If this is a deep feature of human nature, and if the Christian doctrine of the incarnation of Jesus Christ means that God takes on the nature of man to become both fully God and fully man, then, Sipe suggests, we should see a natural human sexuality in Christ.  "Jesus Christ, celibate or not, could not have developed to maturity without erections and ejaculations, and there is no reason to think that these natural functions would have been devoid of sexual pleasure for him" (285).

There is some evidence that the depictions of Christ in Renaissance Art manifest His sexuality in the display of his genitals.  Leo Steinberg argued this in his book The Sexuality of Christ in Renaissance Art and in Modern Oblivion (University of Chicago Press, 1983, 1997).  Prior to the Renaissance, artists concentrated their attention on the head and shoulders of Christ, and they hid or covered up the lower parts of His body.  If Christ was shown partially naked, as in his crucifixion on the cross, His groin would be covered with a loin cloth.  This is odd, because the New Testament is clear that in His crucifixion, his body was stripped of all clothing.

In contrast to this prior artistic practice, here are some samples of the Renaissance art studied by Steinberg:












In the first picture, Mary's mother is fondling the penis of the baby Jesus.  In the second picture, the resurrected Jesus is shown with an erection.  The third is a picture of Michelangelo's sculpture Risen Christ, with a full penis and testicles.  The last picture shows what was done to Michelangelo's sculpture a few centuries later, when it was copied--the penis has been hidden by a bronze loincloth!

Before and after the Renaissance, artists were forbidden to show the penis and testicles of Christ, because this seemed shameful.  And even today when some contemporary artists have shown Christ with an erection, this is regarded as shocking and blasphemous.  But if one truly believes that Christ's incarnation requires that He fully take on the human nature of a man, would this not require that He have the sexual organs and desires of a real man?  The Renaissance artists thought so.

Michelangelo was a homosexual, and one can see in his artistic presentations of the male body a homoerotic pleasure in male beauty, including the bodily eroticism of Christ.  By supporting and displaying Michelangelo's art, the Catholic Church manifests a homoerotic aestheticism that contradicts its condemnation of homosexuality as sinful and unnatural.

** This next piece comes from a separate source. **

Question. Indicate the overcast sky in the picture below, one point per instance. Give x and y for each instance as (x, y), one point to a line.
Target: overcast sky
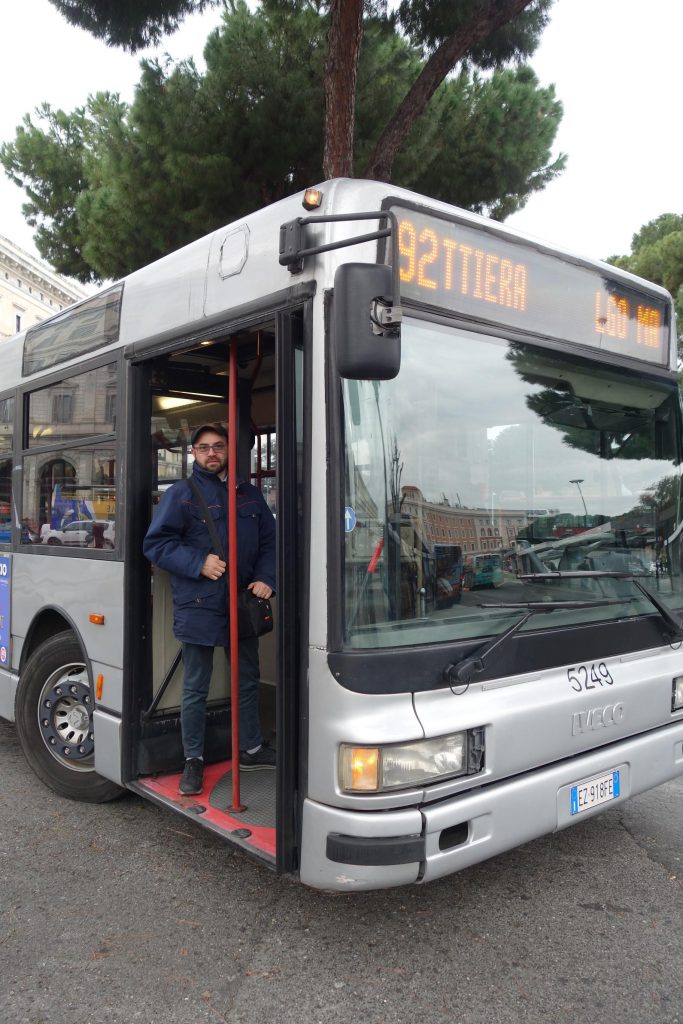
(615, 65)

Sipe has argued that the Catholic Church and Christianity generally lack a credible teaching about the sexual nature of human beings.  He has suggested that Christians would benefit from considering the sociobiological account of human sexual nature as put forth by Edward O. Wilson (in On Human Nature).  This sociobiological theory recognizes that the evolved sexual nature of human beings inclines them to sexual pleasure as a good in itself that is directed not just to procreation but also to bonding, and that homosexuality might be an evolved propensity for bonding.